Bishop of Vrhbosna in Bosnia and Herzegovina

Pero Sudar (born 3 July 1951) was an auxiliary bishop of Vrhbosna in Bosnia and Herzegovina.

== Priesthood ==

Sudar was ordained priest of the Archdiocese of Vrhbosna on June 29, 1977. In 1977 he served as parochial vicar at Church of the Assumption of the Blessed Virgin Mary in Komušina near Teslić in Bosnia and Herzegovina. After that, he went to Rome where he received a doctorate in canon law at Pontifical Urbaniana University.

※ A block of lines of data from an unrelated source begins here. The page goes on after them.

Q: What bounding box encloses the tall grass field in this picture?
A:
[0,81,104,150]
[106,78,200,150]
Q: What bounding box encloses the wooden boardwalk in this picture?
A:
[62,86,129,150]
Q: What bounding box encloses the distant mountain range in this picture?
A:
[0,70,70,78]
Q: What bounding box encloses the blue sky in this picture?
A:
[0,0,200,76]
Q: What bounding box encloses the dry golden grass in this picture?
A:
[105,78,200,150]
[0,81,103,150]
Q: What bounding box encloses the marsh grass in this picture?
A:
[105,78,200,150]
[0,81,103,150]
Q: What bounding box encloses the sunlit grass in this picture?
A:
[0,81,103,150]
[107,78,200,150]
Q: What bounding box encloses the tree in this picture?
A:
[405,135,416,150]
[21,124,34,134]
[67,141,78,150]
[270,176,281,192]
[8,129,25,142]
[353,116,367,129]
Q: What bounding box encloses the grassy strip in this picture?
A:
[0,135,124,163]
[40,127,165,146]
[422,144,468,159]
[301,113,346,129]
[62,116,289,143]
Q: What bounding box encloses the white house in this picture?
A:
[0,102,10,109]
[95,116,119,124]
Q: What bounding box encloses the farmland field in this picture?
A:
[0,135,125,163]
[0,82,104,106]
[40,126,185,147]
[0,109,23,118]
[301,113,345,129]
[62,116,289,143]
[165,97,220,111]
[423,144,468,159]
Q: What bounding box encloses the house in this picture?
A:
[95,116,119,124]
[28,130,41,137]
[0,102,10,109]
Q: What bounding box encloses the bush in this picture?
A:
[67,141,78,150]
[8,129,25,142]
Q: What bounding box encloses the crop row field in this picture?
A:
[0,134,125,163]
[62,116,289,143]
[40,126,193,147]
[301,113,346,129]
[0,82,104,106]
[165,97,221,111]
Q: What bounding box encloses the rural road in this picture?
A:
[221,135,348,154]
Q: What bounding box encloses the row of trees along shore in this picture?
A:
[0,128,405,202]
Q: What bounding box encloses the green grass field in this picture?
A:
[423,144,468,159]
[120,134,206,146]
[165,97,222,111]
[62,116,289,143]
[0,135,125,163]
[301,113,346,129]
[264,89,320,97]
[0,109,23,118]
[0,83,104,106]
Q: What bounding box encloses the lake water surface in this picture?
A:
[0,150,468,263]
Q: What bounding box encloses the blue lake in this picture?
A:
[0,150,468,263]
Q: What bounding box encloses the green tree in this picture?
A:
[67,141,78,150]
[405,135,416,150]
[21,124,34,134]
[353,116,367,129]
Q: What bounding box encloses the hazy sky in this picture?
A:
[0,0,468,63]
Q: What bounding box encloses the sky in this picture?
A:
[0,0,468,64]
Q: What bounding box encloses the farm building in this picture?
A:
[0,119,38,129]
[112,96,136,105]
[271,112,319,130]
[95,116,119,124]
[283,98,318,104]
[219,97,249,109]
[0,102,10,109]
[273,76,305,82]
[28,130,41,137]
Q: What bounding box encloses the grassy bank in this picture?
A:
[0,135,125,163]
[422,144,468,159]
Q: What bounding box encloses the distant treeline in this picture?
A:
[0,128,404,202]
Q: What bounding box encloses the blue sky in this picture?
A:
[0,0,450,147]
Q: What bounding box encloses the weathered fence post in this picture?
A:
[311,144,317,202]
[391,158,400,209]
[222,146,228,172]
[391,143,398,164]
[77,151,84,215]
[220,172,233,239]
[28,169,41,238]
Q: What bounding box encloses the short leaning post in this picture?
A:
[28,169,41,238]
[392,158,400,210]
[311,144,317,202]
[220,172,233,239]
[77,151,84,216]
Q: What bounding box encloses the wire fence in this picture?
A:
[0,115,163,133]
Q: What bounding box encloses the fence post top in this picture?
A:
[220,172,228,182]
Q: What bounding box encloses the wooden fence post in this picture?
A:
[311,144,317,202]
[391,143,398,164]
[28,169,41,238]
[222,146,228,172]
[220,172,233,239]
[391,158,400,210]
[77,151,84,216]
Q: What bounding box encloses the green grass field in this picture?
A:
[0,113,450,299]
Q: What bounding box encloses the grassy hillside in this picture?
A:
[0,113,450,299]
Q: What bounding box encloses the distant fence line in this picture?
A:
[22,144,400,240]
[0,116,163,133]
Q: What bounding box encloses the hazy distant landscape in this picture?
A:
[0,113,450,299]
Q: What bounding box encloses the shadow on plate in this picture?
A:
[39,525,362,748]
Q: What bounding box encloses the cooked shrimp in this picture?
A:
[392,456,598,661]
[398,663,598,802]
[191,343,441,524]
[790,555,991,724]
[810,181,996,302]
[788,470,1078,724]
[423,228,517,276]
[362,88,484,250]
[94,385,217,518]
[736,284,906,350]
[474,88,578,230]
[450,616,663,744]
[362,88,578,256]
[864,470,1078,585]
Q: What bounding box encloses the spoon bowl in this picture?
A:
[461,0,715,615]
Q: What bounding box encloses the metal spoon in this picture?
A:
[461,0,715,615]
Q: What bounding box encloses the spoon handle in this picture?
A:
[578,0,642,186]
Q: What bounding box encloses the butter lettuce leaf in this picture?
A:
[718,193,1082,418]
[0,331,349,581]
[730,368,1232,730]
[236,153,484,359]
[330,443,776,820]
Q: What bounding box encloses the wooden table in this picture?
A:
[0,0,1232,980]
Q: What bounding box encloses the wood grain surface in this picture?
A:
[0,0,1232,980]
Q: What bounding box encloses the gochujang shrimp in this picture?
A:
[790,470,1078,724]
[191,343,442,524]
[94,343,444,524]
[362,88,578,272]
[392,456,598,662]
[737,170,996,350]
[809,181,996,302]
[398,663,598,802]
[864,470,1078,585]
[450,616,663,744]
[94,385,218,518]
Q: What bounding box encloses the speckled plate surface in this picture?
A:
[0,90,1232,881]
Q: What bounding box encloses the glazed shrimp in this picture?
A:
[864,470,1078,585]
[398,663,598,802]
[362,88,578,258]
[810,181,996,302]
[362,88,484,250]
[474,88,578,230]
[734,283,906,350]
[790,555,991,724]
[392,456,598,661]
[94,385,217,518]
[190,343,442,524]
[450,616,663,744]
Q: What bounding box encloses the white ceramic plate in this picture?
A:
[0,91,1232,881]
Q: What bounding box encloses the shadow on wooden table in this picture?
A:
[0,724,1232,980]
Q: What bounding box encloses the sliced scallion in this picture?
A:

After returning from Rome, he taught canon law at Vrhbosnian Theology and from 1989 to 1993 he held the office of Chancellor of The Archdiocesan Seminary in Sarajevo.

== Episcopal career ==

On May 28, 1993, Sudar was appointed auxiliary bishop of Vrhbosna and titular bishop of Selia by Pope John Paul II. He received his episcopal consecration on January 6, 1994, from Vinko Cardinal Puljić, with Franjo Cardinal Kuharić and Bishop Ćiril Kos serving as co-consecrators. He selected as his episcopal motto: "Mir vama". On October 18, 2019, Pope Francis accepted Sudar's resignation.